Dia adalah tetangga,sekaligus teman sekolah kakakku,sewaktu kecil. Kami tumbuh besar di sebuah kampung kecil diwilayah Yogyakarta. Sebagai anak kampung,kita biasa berbaur dan bermain bersama. Tapi dia terlihat pendiam dalam ingatanku. Namanya mas Iyok,penampilannya sangat kumal,dibanding anak yang lain. Menandakan kemampuan ekonomi keluarganya yang sangat menyedihkan. Penampilannya yang demikian itu,menjadikannya objek bully anak-anak lain. Setamat SD,bahkan dia tidak bisa melanjutkan sekolah lagi,karena untuk makan saja susah apalagi untuk sekolah.

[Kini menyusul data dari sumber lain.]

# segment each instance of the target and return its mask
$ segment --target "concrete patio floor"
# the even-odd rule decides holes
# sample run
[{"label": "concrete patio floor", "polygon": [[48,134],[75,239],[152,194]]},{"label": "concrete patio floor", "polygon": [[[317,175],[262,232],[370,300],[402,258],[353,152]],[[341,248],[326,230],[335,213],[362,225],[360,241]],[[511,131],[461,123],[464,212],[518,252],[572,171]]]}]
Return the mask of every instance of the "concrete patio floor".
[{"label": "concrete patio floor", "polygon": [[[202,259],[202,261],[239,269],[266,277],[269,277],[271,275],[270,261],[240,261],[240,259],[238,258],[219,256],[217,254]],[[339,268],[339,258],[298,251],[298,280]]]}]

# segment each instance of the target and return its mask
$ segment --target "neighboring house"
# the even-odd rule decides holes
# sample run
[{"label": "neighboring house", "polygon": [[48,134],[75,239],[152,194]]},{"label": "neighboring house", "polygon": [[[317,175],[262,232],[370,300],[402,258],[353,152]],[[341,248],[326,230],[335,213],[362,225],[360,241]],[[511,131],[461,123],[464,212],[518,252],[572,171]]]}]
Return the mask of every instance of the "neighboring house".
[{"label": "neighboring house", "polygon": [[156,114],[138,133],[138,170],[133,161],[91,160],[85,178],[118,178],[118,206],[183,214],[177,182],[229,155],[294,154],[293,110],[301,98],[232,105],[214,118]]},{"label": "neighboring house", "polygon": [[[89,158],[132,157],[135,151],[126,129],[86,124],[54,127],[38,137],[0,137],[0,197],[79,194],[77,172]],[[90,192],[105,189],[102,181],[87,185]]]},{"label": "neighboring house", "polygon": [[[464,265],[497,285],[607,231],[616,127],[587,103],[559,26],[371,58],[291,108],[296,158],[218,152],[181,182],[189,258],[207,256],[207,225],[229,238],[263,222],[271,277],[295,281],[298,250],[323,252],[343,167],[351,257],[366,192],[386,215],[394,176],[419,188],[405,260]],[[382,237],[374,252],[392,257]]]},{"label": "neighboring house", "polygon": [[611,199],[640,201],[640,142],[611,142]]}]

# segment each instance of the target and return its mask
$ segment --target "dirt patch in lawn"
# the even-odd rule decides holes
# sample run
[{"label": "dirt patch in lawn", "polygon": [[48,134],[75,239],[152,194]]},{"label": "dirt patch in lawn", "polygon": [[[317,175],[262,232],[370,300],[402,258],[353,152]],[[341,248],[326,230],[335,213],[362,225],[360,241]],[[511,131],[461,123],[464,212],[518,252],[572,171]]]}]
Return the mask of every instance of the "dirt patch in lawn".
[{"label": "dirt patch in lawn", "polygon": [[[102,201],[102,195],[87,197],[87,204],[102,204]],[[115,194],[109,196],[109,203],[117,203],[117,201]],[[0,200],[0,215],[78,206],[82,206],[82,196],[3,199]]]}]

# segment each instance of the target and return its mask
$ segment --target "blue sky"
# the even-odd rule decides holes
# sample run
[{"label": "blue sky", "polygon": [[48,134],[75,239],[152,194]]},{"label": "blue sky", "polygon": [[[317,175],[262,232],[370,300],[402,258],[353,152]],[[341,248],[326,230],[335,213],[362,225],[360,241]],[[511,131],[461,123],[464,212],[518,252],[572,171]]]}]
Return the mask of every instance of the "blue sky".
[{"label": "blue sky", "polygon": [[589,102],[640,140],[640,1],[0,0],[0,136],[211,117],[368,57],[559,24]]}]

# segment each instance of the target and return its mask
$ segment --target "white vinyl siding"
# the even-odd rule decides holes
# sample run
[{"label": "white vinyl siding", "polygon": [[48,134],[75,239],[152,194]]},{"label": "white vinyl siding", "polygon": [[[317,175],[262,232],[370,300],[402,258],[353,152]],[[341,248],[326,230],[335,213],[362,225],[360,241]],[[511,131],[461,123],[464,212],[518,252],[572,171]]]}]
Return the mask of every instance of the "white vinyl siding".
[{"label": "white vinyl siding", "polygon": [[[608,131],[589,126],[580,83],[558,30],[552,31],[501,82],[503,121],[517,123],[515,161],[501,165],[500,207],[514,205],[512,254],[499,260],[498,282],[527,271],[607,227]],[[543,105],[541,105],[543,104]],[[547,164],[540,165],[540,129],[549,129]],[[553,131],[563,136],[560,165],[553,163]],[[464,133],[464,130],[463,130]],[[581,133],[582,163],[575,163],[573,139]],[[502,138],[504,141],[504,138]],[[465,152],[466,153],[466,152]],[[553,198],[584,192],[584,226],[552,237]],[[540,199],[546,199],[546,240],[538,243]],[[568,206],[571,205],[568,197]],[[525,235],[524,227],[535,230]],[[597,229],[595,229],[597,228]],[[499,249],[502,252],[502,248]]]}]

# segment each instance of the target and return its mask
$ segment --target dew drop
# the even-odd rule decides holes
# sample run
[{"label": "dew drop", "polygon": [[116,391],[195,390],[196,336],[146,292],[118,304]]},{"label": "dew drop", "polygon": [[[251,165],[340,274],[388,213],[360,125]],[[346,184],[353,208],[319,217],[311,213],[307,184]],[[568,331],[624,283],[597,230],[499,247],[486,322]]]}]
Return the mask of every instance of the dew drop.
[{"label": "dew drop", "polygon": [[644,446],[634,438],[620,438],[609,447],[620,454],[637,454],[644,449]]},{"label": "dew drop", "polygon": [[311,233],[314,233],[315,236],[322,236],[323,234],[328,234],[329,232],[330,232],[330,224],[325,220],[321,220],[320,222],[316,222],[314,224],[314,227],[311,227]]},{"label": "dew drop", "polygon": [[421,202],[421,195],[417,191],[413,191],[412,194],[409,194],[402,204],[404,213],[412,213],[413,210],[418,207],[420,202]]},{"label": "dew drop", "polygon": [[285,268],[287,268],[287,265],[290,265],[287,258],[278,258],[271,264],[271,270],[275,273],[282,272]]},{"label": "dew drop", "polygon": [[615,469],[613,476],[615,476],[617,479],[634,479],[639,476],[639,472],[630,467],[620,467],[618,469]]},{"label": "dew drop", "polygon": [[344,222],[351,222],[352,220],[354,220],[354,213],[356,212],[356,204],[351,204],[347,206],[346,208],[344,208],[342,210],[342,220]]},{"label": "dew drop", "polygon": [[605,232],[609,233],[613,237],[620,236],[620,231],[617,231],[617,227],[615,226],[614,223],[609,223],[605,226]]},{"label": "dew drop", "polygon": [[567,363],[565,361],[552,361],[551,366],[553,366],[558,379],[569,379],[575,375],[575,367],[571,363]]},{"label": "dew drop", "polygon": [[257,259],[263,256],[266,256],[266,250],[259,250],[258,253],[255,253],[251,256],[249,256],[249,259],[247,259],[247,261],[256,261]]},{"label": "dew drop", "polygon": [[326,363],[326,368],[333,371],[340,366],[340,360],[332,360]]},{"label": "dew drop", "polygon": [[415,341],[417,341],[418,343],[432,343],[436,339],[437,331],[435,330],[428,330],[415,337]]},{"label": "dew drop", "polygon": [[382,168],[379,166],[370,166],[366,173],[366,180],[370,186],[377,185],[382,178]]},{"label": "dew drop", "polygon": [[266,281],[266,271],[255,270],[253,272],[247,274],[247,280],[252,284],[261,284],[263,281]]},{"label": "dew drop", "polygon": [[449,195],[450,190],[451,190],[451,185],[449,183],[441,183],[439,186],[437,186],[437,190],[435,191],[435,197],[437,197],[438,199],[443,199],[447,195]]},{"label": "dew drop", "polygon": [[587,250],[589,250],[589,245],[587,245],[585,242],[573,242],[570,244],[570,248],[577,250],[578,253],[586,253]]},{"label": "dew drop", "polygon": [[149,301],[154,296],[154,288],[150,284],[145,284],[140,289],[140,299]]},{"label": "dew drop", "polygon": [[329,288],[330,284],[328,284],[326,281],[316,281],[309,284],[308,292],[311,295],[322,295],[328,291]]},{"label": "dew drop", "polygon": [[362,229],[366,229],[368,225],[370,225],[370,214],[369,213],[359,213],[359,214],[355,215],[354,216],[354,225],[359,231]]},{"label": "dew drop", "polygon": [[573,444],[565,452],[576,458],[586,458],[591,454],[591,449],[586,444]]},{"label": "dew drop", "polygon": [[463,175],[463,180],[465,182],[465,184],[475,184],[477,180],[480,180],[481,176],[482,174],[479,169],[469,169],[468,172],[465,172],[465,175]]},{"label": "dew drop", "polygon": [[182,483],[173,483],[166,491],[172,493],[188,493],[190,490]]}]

Praktis dengan ijasah SD ditangannya,hampir tak ada pekerjaan layak yang bisa ia dapatkan. Pekerjaan serabutan sebagai kuli bangunan,buruh tani,dan sejenisnya menjadi lahan mengais rejeki untuknya. Sampai akhirnya dia diajak bekerja oleh salah satu pengrajin tempe dikampungku,yang memiliki usaha rumahan di Bali. Hampir 5 tahun dia bekerja sebagai buruh usaha tempe rumahan itu dengan upah yang tidak seberapa,tapi dengan beban kerja yang tidak terkira. Bangun tengah malam,membersihkan kedelai berkwintal-kwintal dan menyiapkannya hingga jadi tempe,sungguh bukan pekerjaan yang ringan. Setelah selesai,dilanjutkan dengan mengirim tempe-tempe yang sudah jadi ke para pelanggan. Dia melakukan pekerjaan itu dengan tekun. Dia juga berhemat sebisanya,untuk bisa memberikan jerih payahnya yang tidak seberapa itu pada orangtuanya di kampung.
Ternyata mas Iyok,tak hanya bekerja keras dipabrik tempe,dia juga mengamati dan mempelajari seluk beluk usaha tempe ditempat kerjanya. Ia menyadari,tak mungkin selamanya dia jadi buruh ditempat kecil itu. Hingga suatu hari dia bulatkan tekad untuk membuka usaha sendiri. Ia mulai dari hanya membuat beberapa plastik tempe dan ia tawarkan ke warung-warung kecil. Jatuh bangun dia membangun usaha kecilnya itu,namun ia tak pernah menyerah. Harga kedelai yang cenderung terus naik adalah kendala paling menyiksa yang ia rasakan. Setelah 5 tahun bekerja keras akhirnya usahanya membuahkan hasil yang bisa terlihat jelas. Sebuah rumah cukup mewah ia bangun dikampung,juga sebuah kendaraan keluarga telah ia miliki.
Dia,mas Iyok,dengan hanya berijasah SD,dan dengan ketrampilan terbatas,mampu menanggalkan kehidupan susahnya dengan ketekunannya berusaha. Dia membuat saya menyadari,bahwa keadaan sesulit apapun bisa kita atasi dan lewati,dengan bermodal kesabaran,ketekunan dan tentu saja semangat juang untuk terus menjaga api,menjaga mimpi kita,meraih kehidupan yang lebih baik.